Your tongue has a lot less to do with taste than you can imagine. I would argue that flavour perception is amongst the most multisensory of our everyday experiences. Sure, taste is involved, but I would say it is actually one of the least important senses as far as flavour perception is concerned.
This radical notion that taste isn’t everything comes from Professor Charles Spence, an experimental psychologist at the University of Oxford. Spence, who studies the relationship between taste and sound, believes sound is the forgotten flavour sense. Restaurants ruminate over menu choices, lighting, decor and table settings, but will throw on any old playlist (or have none at all) without a second thought.

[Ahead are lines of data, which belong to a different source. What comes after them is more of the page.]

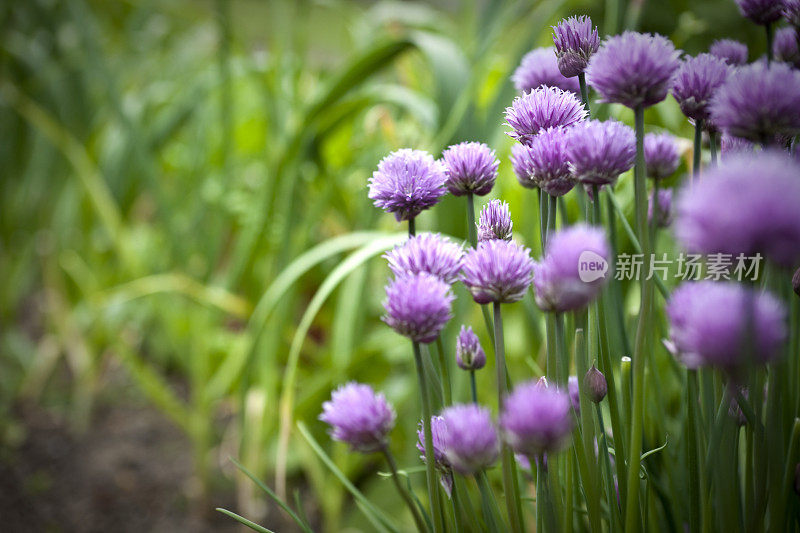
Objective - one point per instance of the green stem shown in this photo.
(562, 361)
(611, 494)
(509, 467)
(586, 464)
(421, 526)
(691, 451)
(544, 502)
(769, 33)
(430, 465)
(491, 514)
(713, 138)
(445, 369)
(698, 143)
(584, 93)
(472, 232)
(632, 518)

The next time you’re eating out at a restaurant, take note of the sounds around you. Is it loud and booming, or quiet and serene? Is there music, or is it just the general buzz of conversation? Whatever the answer, it could be affecting the way you experience your meal.

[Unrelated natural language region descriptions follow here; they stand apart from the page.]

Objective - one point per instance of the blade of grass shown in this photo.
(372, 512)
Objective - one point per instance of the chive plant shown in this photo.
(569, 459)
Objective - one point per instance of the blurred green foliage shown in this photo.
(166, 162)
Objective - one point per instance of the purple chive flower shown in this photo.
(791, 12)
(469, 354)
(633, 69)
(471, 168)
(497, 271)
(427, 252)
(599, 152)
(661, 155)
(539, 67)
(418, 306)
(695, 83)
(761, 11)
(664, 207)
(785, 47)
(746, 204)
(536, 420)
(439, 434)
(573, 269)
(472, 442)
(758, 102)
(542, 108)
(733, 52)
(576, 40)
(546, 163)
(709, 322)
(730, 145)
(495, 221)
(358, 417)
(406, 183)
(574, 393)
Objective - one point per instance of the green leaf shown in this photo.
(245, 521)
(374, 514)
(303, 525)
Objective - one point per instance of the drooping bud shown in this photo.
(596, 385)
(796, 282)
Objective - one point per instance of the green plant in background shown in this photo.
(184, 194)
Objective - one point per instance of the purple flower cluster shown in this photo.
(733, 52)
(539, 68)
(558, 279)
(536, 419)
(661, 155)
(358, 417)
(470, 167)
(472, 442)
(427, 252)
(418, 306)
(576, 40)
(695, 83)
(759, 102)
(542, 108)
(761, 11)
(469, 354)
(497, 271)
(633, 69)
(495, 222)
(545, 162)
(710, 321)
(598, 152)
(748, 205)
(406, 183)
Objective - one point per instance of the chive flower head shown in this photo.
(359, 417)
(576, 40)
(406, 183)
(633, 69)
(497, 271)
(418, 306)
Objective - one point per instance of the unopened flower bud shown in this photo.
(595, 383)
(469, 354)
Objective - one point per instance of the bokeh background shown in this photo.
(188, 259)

Variation in sound has distinct ways of enhancing or detracting from the flavour of food. In the past few years, this area of research has exploded, but Spence, who is also the head of the Crossmodal Research Laboratory, is heralded as the first person to successfully show that changes in sound can alter taste. He’s been collaborating with, famous personality chef and proprietor of the Fat Duck, Heston Blumenthal for almost 15 years now. The two famously collaborated on the restaurant’s signature dish, Sound of the Sea, which came about after a last-minute presentation for a conference they both attended. In conclusion, variations in sound, have distinct ways of enhancing or detracting from the flavor of food.